Existen actitudes cobardes, ventajistas, oportunistas. La peor de todas (si en esto puede haber una escala) es la de acusar anónimamente a otros. Las redes sociales (a través de “granjas” de robots) han servido a los partidos políticos, a las naciones intervencionistas, a los malandrines de toda cepa, para ejercer esta dañosa actividad.
Lejos de ganarse la simpatía de la gente, lo que hacen es denigrar al adversario. Se trata de una forma innoble de ejercer la política. Si Pío IX decía que la política era el arte de la más excelsa caridad, lo que estamos viendo estos días de campañas es el arte –si se me permite la hipálage—de la más excelsa perversión. Apenas sucede un error, un trompicón de alguno de los “otros”, y viene la avalancha de denuestos e improperios, de burlas y de mentiras disfrazadas de “memes”.
Con la inteligencia artificial este asunto se magnifica hasta el extremo. Poner palabras nunca dichas en boca de quien no las pronunció pero que aparecen perfectamente como si fueran suyas; construir escenarios que nunca existieron, alimentar odios por declaraciones que no se dijeron jamás… Estamos en el momento en que la política se ha vuelto un basurero. Cabe todo.

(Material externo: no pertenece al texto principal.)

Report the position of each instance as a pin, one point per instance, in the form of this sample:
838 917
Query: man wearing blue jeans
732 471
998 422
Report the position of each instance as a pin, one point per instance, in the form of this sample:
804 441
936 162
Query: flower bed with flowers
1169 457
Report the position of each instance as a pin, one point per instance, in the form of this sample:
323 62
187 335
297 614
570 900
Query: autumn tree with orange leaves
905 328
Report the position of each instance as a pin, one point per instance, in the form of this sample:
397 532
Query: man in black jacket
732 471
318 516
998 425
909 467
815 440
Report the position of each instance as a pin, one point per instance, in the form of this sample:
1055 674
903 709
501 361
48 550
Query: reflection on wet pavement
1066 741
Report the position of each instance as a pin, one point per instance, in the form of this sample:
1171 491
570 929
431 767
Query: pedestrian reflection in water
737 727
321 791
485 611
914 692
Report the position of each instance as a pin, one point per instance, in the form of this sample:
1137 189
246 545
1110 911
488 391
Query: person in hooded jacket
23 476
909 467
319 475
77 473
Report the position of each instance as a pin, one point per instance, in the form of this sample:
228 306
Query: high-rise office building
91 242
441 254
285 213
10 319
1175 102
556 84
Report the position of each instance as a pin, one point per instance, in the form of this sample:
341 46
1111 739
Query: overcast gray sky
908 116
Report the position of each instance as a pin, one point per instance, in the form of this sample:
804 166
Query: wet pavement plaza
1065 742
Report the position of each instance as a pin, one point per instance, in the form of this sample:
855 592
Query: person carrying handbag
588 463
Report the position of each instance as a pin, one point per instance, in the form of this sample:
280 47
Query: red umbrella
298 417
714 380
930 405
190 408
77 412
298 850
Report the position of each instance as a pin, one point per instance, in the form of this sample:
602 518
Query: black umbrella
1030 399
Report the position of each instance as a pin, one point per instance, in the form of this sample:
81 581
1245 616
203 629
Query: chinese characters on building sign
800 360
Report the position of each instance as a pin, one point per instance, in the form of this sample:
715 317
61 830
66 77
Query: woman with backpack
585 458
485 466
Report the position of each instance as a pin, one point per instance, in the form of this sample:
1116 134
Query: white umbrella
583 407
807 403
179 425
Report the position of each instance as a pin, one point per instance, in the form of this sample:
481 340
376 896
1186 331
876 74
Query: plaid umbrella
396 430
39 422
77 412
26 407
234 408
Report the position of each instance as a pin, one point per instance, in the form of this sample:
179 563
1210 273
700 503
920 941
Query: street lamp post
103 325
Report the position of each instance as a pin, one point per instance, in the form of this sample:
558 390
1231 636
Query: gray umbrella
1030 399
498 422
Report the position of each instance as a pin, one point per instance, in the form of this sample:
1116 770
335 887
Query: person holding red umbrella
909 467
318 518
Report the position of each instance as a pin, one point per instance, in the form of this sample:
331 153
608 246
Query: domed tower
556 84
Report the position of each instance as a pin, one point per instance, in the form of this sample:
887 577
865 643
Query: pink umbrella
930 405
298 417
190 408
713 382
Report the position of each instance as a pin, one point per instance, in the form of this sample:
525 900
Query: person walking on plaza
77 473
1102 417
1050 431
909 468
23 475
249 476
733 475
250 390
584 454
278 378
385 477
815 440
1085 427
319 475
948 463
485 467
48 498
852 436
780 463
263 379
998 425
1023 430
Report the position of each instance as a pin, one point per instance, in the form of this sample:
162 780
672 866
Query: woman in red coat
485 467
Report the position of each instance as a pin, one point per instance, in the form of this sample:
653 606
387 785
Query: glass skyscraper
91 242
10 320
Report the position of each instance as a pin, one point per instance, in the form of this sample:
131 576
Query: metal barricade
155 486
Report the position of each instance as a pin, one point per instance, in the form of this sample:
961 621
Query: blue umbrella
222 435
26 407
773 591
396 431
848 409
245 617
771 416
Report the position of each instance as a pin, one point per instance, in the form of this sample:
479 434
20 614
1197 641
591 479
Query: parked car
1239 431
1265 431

¿Qué hacer? Replegarse en las grandes verdades. Las inmutables. Las de los valores que emergen del bien y de la belleza. ¿Es bello un discurso cuajado de mentiras? No. No lo es. No puede serlo. Tenemos que entrenarnos para captar lo valioso por sí mismo. Es decir, tenemos que ejercitarnos en la búsqueda de lo que permanece. Solo lo que permanece es digno de ser reconocido. Las nubes pasan, el cielo permanece, dicen los mongoles. Y dicen bien.